Tal como todas as missões de manutenção da paz da ONU, as operações no Líbano, Unifil, e na Síria, Undof, são mandatadas pelo Conselho de Segurança da ONU.

As missões têm a tarefa de monitorar os respetivos acordos de cessar-fogo entre Israel e os seus dois vizinhos, realizando ações como o patrulhamento ao longo da chamada Linha Azul e o monitoramento de áreas como o Monte Hermon, nas disputadas Colinas de Golã.

À medida em que a violência aumenta ao longo da fronteira Israel-Líbano, a Unifil tem estado em contato constante com ambas as nações.

Sob o mandato de garantir a estabilidade na sua área de operações e proteger os civis, os boinas-azuis da Unifil tem o direito à autodefesa e pode recorrer ao uso proporcional e gradual da força em determinadas circunstâncias.
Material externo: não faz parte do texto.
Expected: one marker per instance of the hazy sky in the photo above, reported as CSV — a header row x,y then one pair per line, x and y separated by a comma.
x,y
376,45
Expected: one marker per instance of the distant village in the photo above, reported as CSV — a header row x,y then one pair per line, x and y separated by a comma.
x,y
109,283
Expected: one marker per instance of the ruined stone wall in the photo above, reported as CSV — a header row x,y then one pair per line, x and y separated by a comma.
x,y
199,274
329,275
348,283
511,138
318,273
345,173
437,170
Isso inclui garantir que a sua área de operações não seja utilizada para atividades hostis, resistir às tentativas de impedir que a Unifil cumpra os deveres que lhe são atribuídos, e proteger o pessoal, instalações, unidades e equipamentos da ONU.

Além disso, também são funções da missão garantir a segurança e a liberdade de circulação do pessoal da ONU e dos trabalhadores humanitários e proteger os civis sob ameaça iminente de violência física.

ONU/Eskinder Debebe
O Conselho de Segurança se reune para discutir a situação no Oriente Médio , incluindo a questão palestina

Esforços dos Estados-membros da ONU

Ao mesmo tempo, os Estados-membros da ONU tomaram medidas coletivas para enfrentar a escalada da situação. Após a primeira reunião de emergência a portas fechadas do Conselho de Segurança da ONU, realizada em 8 de outubro, o órgão analisou duas propostas de resolução nos últimos dias, que foram rejeitadas.
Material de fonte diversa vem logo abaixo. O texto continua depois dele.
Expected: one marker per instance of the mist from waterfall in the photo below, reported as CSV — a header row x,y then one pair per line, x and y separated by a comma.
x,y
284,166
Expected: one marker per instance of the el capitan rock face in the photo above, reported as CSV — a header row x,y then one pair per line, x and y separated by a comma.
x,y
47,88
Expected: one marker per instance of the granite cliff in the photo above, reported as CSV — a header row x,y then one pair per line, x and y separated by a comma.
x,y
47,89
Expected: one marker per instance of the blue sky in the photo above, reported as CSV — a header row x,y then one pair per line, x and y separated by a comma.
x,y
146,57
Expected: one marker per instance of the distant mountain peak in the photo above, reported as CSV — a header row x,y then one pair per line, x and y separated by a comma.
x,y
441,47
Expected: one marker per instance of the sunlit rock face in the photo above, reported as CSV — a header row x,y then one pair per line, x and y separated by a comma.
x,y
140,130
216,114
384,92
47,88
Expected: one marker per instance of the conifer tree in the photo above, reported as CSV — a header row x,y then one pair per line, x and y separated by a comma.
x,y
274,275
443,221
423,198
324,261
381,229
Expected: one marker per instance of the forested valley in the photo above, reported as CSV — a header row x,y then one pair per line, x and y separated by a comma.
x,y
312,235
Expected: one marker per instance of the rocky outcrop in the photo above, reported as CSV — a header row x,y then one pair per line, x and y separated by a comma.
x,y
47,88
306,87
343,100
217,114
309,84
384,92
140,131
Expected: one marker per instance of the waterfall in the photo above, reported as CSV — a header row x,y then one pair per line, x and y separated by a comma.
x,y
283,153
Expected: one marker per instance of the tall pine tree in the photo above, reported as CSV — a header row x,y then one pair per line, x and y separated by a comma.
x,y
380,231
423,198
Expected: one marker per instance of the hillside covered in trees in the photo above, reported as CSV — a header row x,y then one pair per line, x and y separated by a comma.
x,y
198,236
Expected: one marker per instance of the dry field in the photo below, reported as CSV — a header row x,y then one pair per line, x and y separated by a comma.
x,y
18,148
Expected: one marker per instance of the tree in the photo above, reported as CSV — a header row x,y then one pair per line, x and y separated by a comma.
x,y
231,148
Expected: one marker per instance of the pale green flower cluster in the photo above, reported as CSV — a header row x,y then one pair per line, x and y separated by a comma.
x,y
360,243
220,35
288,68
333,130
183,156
O Conselho tem o poder de apelar aos países para que negociem a paz, e em certas situações pode até autorizar o uso da força, conforme na Carta das Nações Unidas.
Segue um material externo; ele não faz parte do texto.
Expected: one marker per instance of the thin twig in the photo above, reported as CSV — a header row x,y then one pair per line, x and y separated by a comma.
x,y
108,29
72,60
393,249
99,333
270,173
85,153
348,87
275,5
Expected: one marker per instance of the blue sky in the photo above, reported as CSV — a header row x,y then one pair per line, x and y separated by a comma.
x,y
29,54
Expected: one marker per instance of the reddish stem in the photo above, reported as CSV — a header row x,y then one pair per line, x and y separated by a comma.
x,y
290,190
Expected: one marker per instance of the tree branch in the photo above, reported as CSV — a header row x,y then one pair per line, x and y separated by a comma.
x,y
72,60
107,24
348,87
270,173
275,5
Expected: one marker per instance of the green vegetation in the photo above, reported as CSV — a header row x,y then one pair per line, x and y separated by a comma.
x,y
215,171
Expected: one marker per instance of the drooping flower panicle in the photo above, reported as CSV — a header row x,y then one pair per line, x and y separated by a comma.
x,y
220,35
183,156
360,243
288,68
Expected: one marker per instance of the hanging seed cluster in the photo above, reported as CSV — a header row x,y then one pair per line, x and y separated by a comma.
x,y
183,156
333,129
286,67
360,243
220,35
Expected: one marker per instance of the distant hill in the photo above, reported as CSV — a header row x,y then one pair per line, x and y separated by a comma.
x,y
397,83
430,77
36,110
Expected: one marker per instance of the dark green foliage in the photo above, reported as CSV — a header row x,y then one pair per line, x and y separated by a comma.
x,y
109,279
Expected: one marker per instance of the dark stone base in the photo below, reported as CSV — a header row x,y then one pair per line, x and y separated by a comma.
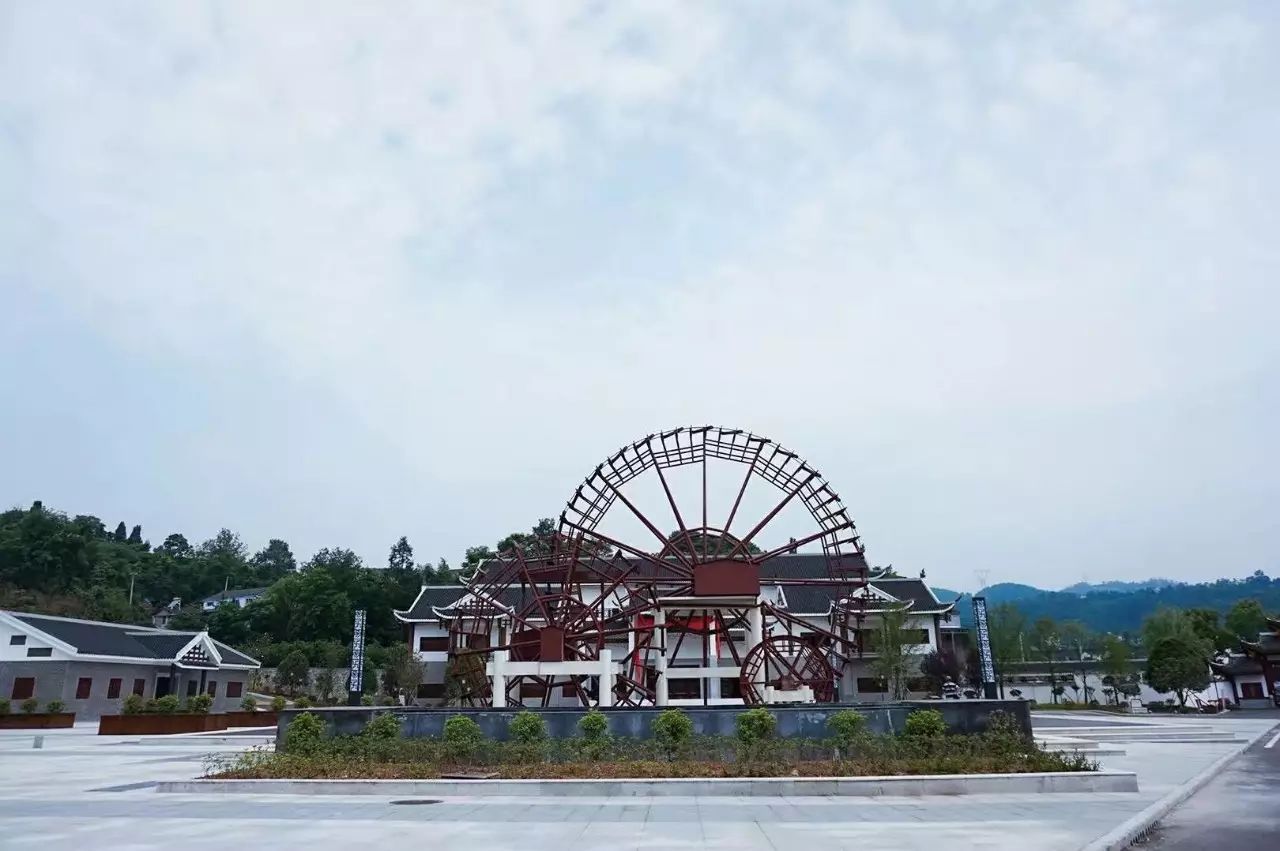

Caso o Conselho não exerça seu papel de manter a paz e a segurança internacionais, a Assembleia Geral da ONU, representando todos os 193 Estados-Membros, pode convocar uma sessão especial de emergência, como fez em 2022, seis dias após a invasão em grande escala da Ucrânia pela Rússia.

ONU/Mark Garten
O secretário-geral da ONU, António Guterres, informa os repórteres em 11 de outubro de 2023 sobre os recentes acontecimentos em Israel e Gaza

Secretário-geral da ONU como negociador da paz

O secretário-geral da ONU desempenha um papel fundamental na mobilização da comunidade global para resolver conflitos.

Ele atua como o principal diplomata do mundo e os seus enviados se envolvem constantemente na diplomacia, realizando reuniões com as partes em conflito, ou fazendo com que se encontrem para negociações imediatas ou soluções de longo prazo, incluindo cessar-fogo e acesso a populações vulneráveis.

Durante as crises, o chefe da ONU, com o apoio do departamento de Assuntos Políticos e de Consolidação da Paz, fornece liderança e orientação às agências das Nações Unidas que atuam em campo, com o objetivo de garantir uma resposta rápida e eficaz.

O secretário-geral e os seus enviados também informam regularmente o público sobre os últimos desenvolvimentos em comunicados de imprensa ao vivo ou declarações publicadas online.

“O secretário-geral falará com quem for preciso”, disse o porta-voz da ONU, comentando que o líder da organização teve, durante a última semana, uma infinidade de conversas, inclusive com os embaixadores de Israel e dos cinco membros permanentes do Conselho de Segurança, que são China, França, Rússia, Reino Unido e Estados Unidos, além de autoridades no Catar.

Guterres também emitiu um apelo de emergência a Israel para suspender a sua ordem de evacuação de 1,1 milhões de habitantes de Gaza para o sul.

“O secretário-geral não parou de trabalhar”, disse o porta-voz da ONU. “Pedimos a todas as partes e àqueles que têm influência sobre elas que ponham fim a esta tragédia.”